The Ninth Circuit has held that "fear of retaliation may be sufficient to render the inmate grievance procedure unavailable." McBride, 807 F.3d at 984. To render the grievance procedure unavailable by "a threat of retaliatory action by a prison guard," a plaintiff must show both an objective and subjective basis for a fear of retaliation. Id. Goodlow fails on both counts.

In order to satisfy the objective prong, "there must be some basis in the record for the district court to conclude that a reasonable prisoner of ordinary firmness would have believed that the prison official's action communicated a threat not to use the prison's grievance procedure and that the threatened retaliation was of sufficient severity to deter a reasonable prisoner from filing a grievance." Id. at 987. Here, evidence in the record shows Goodlow submitted his initial 602 grievance (later assigned Log No. RJD-18-0459) on January 27, 2018, the day after incident. (See ECF No. 69-6, Ex. B at 8.) Goodlow does not dispute that while his grievance in RJD-18-0459 was being processed, the CDCR informed him in writing that, because the complexity of the claims and involvement of multiple agencies, the resolution of his second level appeal would be would take longer than 30 days, in accordance with CDCR regulations under Title 15, section 3084.8(e).
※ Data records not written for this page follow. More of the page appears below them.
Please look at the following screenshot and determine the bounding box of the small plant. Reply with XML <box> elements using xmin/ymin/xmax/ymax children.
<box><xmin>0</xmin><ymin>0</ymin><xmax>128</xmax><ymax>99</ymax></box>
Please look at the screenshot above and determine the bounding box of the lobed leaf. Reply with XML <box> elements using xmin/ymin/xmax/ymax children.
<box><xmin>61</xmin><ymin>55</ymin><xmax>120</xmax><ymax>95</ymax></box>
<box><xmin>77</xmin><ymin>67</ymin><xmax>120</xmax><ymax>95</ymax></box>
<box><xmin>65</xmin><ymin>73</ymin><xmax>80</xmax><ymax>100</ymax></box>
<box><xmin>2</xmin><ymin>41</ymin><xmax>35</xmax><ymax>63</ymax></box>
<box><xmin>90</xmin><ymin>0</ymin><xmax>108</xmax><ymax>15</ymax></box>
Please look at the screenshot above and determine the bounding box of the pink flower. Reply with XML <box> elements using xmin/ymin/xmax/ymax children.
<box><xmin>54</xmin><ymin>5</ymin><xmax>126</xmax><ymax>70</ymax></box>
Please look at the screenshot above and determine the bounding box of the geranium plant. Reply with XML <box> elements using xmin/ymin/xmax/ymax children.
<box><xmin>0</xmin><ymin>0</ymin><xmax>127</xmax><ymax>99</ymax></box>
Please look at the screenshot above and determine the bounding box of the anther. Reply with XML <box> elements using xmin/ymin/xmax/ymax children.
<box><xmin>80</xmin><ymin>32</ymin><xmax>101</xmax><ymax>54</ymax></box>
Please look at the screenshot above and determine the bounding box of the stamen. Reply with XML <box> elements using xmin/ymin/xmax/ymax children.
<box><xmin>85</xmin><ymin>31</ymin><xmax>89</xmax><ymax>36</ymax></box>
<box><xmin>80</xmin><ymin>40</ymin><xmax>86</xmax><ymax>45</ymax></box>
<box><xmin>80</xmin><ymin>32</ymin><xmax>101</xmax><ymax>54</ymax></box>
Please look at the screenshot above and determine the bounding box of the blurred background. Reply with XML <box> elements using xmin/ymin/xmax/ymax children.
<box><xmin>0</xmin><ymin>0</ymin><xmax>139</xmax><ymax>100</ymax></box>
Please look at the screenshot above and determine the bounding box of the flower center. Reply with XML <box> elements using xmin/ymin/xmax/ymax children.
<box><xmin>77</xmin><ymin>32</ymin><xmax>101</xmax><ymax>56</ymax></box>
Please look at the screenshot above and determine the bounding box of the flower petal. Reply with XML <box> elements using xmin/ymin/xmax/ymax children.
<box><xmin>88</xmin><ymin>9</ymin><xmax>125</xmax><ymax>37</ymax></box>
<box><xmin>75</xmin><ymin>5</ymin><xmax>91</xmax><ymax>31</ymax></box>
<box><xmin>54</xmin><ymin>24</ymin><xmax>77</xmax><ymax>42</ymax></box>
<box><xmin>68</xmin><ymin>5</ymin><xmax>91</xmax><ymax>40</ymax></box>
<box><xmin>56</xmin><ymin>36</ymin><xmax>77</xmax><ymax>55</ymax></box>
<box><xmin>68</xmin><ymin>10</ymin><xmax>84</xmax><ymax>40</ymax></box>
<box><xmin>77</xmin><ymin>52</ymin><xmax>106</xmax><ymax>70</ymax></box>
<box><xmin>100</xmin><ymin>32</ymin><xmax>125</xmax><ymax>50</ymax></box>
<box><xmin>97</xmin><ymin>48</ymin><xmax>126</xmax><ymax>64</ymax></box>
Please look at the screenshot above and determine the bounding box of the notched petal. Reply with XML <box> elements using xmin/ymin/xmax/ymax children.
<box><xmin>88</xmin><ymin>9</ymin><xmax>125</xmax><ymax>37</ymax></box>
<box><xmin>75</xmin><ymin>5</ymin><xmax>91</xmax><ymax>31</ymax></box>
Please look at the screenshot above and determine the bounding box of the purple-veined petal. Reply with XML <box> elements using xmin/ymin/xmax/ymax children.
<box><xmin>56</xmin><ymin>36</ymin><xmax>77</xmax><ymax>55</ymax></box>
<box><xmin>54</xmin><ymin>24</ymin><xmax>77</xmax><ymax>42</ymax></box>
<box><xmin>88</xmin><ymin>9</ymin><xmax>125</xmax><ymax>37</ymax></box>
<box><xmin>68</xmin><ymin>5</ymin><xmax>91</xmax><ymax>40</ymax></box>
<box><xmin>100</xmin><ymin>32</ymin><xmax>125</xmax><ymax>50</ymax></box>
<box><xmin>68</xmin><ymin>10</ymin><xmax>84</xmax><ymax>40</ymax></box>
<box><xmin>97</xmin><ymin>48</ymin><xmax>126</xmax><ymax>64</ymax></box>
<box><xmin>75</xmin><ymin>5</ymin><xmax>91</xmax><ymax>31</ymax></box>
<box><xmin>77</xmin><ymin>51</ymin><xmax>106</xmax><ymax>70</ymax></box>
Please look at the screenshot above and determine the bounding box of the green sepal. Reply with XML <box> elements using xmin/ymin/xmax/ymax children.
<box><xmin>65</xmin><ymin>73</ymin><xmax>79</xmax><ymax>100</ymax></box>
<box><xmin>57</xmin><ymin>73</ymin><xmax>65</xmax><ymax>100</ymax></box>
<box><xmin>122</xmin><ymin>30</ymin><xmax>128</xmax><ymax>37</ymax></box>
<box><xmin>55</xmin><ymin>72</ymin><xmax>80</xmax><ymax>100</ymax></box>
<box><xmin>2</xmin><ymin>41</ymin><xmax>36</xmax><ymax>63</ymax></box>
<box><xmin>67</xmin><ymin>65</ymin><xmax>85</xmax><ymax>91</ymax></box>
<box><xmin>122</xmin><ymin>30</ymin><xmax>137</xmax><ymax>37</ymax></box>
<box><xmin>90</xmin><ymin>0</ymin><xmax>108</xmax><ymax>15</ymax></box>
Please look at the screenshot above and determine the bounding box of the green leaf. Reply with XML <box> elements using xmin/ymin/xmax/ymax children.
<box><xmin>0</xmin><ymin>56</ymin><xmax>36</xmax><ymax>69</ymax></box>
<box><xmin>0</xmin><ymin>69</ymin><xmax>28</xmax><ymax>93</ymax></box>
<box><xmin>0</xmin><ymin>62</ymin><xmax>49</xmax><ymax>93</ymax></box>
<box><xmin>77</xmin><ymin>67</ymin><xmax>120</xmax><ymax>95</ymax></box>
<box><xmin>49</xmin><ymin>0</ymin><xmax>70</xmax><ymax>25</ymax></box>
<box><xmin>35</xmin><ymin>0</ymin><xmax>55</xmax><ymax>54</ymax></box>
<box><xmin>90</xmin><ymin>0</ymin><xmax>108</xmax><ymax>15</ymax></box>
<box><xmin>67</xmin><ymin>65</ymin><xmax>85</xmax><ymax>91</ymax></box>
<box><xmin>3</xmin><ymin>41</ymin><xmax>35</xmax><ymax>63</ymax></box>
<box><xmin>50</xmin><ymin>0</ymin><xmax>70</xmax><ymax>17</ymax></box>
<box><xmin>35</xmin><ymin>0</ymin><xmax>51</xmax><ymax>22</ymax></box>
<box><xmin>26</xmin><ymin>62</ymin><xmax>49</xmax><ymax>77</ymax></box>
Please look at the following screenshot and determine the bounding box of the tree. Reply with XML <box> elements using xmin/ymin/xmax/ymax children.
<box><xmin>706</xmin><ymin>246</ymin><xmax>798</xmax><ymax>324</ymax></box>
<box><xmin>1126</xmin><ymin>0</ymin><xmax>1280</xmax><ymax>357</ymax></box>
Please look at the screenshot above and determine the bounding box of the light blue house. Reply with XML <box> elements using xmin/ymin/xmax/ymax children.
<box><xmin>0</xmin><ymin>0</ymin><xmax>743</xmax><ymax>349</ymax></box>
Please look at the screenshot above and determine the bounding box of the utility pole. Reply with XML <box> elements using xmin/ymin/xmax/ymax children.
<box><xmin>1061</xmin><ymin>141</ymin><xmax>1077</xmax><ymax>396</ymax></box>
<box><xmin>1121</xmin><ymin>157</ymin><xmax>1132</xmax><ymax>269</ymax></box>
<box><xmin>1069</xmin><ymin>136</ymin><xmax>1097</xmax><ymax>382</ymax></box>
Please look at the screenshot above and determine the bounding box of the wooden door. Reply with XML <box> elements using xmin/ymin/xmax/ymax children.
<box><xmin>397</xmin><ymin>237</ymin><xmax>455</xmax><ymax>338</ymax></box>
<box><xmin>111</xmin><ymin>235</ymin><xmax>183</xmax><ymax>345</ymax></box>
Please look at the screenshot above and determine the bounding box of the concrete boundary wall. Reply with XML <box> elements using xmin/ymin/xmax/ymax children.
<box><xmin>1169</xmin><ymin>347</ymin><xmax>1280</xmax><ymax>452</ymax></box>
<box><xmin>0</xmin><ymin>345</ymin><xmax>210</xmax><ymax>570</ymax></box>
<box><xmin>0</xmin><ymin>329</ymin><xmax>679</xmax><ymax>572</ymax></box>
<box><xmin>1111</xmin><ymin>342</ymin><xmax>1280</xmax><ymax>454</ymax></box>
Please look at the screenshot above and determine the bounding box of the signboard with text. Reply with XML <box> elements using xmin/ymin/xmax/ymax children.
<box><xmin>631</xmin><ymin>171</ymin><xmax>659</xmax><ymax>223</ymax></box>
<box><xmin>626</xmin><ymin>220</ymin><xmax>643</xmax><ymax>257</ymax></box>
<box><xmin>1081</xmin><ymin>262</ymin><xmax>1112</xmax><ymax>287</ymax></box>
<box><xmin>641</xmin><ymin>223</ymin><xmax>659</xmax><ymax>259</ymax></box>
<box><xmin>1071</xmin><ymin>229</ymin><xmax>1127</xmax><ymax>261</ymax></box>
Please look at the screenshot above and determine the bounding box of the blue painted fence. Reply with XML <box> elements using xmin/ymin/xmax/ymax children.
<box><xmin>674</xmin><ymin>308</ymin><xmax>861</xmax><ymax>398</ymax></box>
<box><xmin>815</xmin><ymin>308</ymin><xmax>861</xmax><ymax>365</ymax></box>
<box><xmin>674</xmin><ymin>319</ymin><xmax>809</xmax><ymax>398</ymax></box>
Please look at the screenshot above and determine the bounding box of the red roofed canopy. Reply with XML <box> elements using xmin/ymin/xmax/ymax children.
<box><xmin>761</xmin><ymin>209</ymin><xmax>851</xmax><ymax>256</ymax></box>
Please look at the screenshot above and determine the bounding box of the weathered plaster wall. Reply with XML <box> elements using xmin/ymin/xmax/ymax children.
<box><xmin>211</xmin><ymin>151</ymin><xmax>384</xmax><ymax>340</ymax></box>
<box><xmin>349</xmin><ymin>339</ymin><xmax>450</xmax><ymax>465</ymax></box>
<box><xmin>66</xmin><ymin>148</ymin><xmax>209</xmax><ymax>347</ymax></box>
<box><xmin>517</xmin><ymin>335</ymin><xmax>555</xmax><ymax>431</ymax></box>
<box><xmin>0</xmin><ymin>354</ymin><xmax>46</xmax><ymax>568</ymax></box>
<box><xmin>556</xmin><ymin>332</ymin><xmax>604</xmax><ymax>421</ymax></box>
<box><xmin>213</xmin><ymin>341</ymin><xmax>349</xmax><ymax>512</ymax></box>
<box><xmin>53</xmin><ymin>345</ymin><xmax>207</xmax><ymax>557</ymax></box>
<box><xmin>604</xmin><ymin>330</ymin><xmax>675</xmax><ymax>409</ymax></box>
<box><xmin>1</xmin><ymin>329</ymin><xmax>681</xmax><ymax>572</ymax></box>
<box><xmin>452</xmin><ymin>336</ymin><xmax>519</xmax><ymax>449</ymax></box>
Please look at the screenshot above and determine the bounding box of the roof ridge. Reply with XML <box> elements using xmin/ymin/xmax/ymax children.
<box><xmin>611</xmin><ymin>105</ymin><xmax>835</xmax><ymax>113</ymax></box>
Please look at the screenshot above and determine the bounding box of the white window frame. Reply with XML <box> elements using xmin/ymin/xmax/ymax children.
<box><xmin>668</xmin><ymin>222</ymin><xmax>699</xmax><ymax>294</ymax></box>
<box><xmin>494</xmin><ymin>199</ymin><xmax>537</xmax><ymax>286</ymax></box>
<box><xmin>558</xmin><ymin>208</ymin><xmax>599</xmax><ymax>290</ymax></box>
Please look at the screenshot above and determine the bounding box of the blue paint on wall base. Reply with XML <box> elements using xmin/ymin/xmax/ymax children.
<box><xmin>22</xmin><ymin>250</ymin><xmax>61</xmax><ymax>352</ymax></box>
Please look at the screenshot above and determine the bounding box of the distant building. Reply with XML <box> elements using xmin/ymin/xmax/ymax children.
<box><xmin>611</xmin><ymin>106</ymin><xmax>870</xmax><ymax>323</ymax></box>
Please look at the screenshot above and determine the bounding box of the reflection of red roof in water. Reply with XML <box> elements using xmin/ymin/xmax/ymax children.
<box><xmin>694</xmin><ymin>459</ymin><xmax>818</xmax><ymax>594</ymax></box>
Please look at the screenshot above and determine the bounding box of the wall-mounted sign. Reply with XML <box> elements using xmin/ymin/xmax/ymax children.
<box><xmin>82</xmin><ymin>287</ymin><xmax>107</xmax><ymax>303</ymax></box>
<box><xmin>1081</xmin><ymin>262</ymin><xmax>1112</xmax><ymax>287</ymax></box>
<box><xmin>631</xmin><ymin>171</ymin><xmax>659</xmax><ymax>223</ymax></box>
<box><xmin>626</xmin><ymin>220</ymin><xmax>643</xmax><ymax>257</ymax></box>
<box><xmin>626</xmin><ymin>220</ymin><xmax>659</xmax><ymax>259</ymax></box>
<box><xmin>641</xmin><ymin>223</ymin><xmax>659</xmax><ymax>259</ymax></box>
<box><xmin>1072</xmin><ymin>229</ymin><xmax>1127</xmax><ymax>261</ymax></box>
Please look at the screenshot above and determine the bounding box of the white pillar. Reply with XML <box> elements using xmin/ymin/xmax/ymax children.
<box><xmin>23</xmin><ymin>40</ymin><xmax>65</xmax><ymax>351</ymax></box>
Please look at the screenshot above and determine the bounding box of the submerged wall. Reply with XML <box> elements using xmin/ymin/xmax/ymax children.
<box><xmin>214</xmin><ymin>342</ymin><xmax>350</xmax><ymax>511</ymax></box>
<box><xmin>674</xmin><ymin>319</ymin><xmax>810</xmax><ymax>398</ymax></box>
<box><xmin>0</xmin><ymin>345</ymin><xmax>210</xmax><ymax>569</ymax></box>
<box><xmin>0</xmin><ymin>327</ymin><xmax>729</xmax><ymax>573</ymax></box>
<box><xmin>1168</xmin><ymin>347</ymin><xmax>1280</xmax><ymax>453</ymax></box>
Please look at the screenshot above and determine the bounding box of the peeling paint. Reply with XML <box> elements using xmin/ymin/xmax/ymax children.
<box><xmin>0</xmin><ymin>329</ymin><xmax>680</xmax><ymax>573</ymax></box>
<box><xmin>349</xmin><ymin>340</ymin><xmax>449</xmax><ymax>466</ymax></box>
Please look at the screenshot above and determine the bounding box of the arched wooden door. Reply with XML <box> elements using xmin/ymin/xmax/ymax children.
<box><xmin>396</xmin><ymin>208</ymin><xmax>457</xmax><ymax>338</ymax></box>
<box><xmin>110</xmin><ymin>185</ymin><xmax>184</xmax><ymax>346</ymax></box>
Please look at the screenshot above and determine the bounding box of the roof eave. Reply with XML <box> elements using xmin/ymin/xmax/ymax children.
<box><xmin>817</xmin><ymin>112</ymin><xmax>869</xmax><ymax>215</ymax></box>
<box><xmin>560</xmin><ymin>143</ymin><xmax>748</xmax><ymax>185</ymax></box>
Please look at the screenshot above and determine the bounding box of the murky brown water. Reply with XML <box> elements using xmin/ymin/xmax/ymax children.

Goodlow also does not dispute that CDCR issued extensions of time to resolve the second-level review pursuant to § 3084.8(e) on February 28, 2018, March 26, 2018, April 19, 2018 and May 18, 2018. (See Frijas Decl., ECF No. 69-7 ¶ 8(a). Nor does Plaintiff dispute that he was informed in writing of the delay, and the reasons for it. (See Mem., ECF No. 69-8, Ex. A at 3) (stating the reason for delay was "necessary involvement of other agencies or jurisdictions).

Section 3084.8(e) states:

Except for the third level, if an exceptional delay prevents completion of the review within the specified time limits, the appellant, within the time limits provided in subsection 3084.9(c), shall be provided an explanation of the reasons for the delay and the estimated completion date." Cal. Regs. Code. § 3084.8(e). The exceptions enumerated in section 3084.8(c) included "complexity of the decision," and "necessary involvement of other agencies or jurisdictions.
Cal. Regs. Code § 3084.8(c)(2)-(3).

Instead, Goodlow stresses that he felt compelled to file his federal complaint before resolution of his administrative appeal because, after his January 26, 2018 purported assault, he was "frightened" and that "should be justification for filing as soon as he can." (Pl.'s Opp., ECF No. 72 at 2.) But, as of April 9, 2018, the day Goodlow filed his federal complaint, his fear of retaliation was no longer immediate. (See Compl., ECF No. 1 at 1.) In fact, as Goodlow concedes, by the time he filed his complaint, he had already been transferred to another prison in Los Angeles County (LAC) and his administrative appeals related to the January 26, 2018 incident at RJD remained pending. (Goodlow's Dep., ECF No. 69-4 at 36:10-12.) Goodlow presents no evidence suggesting that, after arriving at LAC, a reasonable prisoner would have reason to fear retaliation if he awaited the resolution of an appeal related to an incident occurring at another institution. And he points to no evidence in the record to show how or why a prisoner who had already been transferred from the offending institution (RJD) could reasonably believe that CDCR officials at the new institution (LAC) would retaliate against him should he proceed. See McBride, 807 F.3d at 987; see also Rodriguez v. County of Los Angeles, 891 F.3d 776, 792 (9th Cir. 2018). Thus, the Court concludes Goodlow has not shown the existence of a factual dispute that he had an objective fear of retaliation if he pursued his grievances. See Albino, 747 F.3d at 1172

Even assuming Goodlow could satisfy the objective prong, his argument still fails because he has also failed present evidence that to show a subjective fear of retaliation rendered his "existing and generally available administrative remedies effectively unavailable to him." Albino, 747 F.3d at 1172. Under the subjective prong, a prisoner must "provide a basis for the court to find that he actually believed prison officials would retaliate against him if he filed a grievance" and that he was actually deterred from filing a grievance. Id.at 987-88. Here, Goodlow provides no evidence of any specific threats from Defendants or other CDCR personnel which would support a subjective basis for his purported fear that he would be retaliated if continued to pursue his administrative appeals, which were already submitted and for which an investigation was ongoing as of April 9, 2018 when he filed his Complaint.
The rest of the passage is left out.